Travaux éligibles hors programme pluriannuel de gestion : 

  • Restauration de la continuité : effacement d’ouvrage (effacement partiel ou total d’ouvrage transversal ou longitudinal)
    • Taux maximum : 20 % du montant HT des dépenses 
    • Conditions spécifiques d’éligibilité :
      • Etude préalable de diagnostic
      • Assurer un suivi/évaluation de l’action et un entretien pendant au moins 3 ans
    • Pièces spécifiques à fournir :
      • Etude préalable de diagnostic
      • Délibération du maître d’ouvrage l’engageant à réaliser le suivi et l’évaluation

 

  • Restauration de la continuité : mise en transparence d’ouvrage (franchissement de la faune et / ou transport solide)
    • Taux maximum : 20 % du montant HT des dépenses 
    • Plafond de dépenses éligibles : 20 000 €HT/ouvrage
    • Conditions spécifiques d’éligibilité :
      • Maîtrise foncière publique de l’ouvrage et de ses accès
      • Entretien pérenne de l’ouvrage 
    • Pièces spécifiques à fournir :
      • Justificatifs attestant de la maîtrise foncière publique de l’ouvrage et de ses accès
      • Délibération d’engagement du maître d’ouvrage à mettre en place un entretien adapté de l’ouvrage

III – Maîtrise foncière 

Le taux maximum de subvention du Département est de :

  • 50 % du montant TTC des dépenses plafonnées à 10 000 €/ha (sauf pour les terrains d’une superficie inférieure à 1 ha et présentant un intérêt paysager ou écologique majeur en contexte urbain) et 100 000 € au total, pour des acquisitions de terrain non bâtis en zone de préemption au titre des espaces naturels sensibles (ZPENS) au titre du règlement départemental d’aides à la protection et la valorisation du patrimoine naturel landais ;
  • 20 % du montant TTC des dépenses plafonnées à 10 000 €/ha (sauf pour les terrains d’une superficie inférieure à 1 ha et présentant un intérêt paysager ou écologique majeur en contexte urbain) et 100 000 € au total, pour des acquisitions de terrain non bâtis hors ZPENS au titre du règlement départemental d’aides à la protection et la valorisation du patrimoine naturel landais ; 
  • 20 % du montant TTC des dépenses plafonnées à 10 000 € TTC par ouvrage pour des acquisitions d’ouvrages transversaux en rivière (seuils, ouvrages de régulation, …).
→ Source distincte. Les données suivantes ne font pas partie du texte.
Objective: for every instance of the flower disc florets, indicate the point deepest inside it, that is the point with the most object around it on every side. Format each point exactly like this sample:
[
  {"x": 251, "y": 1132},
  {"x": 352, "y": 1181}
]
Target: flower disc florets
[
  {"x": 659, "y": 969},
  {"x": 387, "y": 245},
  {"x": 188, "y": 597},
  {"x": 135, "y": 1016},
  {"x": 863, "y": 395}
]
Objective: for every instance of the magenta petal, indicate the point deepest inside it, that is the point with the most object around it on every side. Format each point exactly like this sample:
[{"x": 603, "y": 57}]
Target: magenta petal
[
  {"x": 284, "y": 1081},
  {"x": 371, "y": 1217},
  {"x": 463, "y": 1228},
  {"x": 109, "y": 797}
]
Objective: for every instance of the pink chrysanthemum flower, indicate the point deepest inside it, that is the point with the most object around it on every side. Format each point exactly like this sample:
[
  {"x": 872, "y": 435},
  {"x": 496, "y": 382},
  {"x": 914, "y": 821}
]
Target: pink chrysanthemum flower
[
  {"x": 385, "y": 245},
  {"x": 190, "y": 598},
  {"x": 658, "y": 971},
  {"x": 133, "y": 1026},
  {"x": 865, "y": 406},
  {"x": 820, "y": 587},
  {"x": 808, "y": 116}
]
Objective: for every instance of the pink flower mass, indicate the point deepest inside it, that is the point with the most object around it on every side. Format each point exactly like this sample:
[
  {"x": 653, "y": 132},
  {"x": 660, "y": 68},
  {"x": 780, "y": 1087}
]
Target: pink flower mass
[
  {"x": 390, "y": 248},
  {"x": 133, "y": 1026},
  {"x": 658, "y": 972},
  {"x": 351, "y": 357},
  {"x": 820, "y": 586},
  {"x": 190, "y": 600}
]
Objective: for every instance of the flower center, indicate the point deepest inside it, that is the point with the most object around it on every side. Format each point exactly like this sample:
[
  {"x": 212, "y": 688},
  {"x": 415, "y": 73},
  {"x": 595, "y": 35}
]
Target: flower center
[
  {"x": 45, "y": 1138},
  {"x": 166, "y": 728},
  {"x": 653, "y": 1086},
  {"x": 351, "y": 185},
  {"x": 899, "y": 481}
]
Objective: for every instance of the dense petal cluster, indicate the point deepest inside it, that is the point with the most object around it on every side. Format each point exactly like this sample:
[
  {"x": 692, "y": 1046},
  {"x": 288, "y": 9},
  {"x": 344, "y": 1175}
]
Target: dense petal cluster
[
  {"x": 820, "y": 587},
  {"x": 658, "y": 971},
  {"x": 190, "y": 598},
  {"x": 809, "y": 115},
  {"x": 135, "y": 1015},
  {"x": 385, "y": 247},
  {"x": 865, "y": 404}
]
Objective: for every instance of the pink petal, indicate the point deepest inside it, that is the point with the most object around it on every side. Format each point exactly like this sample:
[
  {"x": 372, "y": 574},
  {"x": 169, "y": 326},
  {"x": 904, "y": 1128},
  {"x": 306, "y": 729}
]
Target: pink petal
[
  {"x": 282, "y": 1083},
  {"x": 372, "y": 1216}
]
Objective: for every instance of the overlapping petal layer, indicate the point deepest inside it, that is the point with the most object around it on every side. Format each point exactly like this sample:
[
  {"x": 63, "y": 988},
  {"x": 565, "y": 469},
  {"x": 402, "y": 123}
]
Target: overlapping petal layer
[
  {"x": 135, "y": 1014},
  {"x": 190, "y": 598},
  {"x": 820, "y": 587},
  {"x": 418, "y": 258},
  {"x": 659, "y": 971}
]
Les frais d’acquisition seront pris en compte au maximum sur l’estimation du coût par France Domaine (lorsque celle‑ci est obligatoire) ou par la SAFER, ainsi que les frais notariaux et les frais SAFER.

Le taux de subvention appliqué pourra être inférieur au taux maximum en fonction des autres participations financières, dans le respect de la réglementation relative au plafonnement des aides publiques en vigueur.

 

IV – Opérations d’animation visant à améliorer la gestion de l’espace rivière (cours d’eau et milieux humides associés) et de son bassin versant

Le taux maximum de subvention du Département est de 20 % du montant TTC des dépenses plafonnées globalement à 10 000 € par an.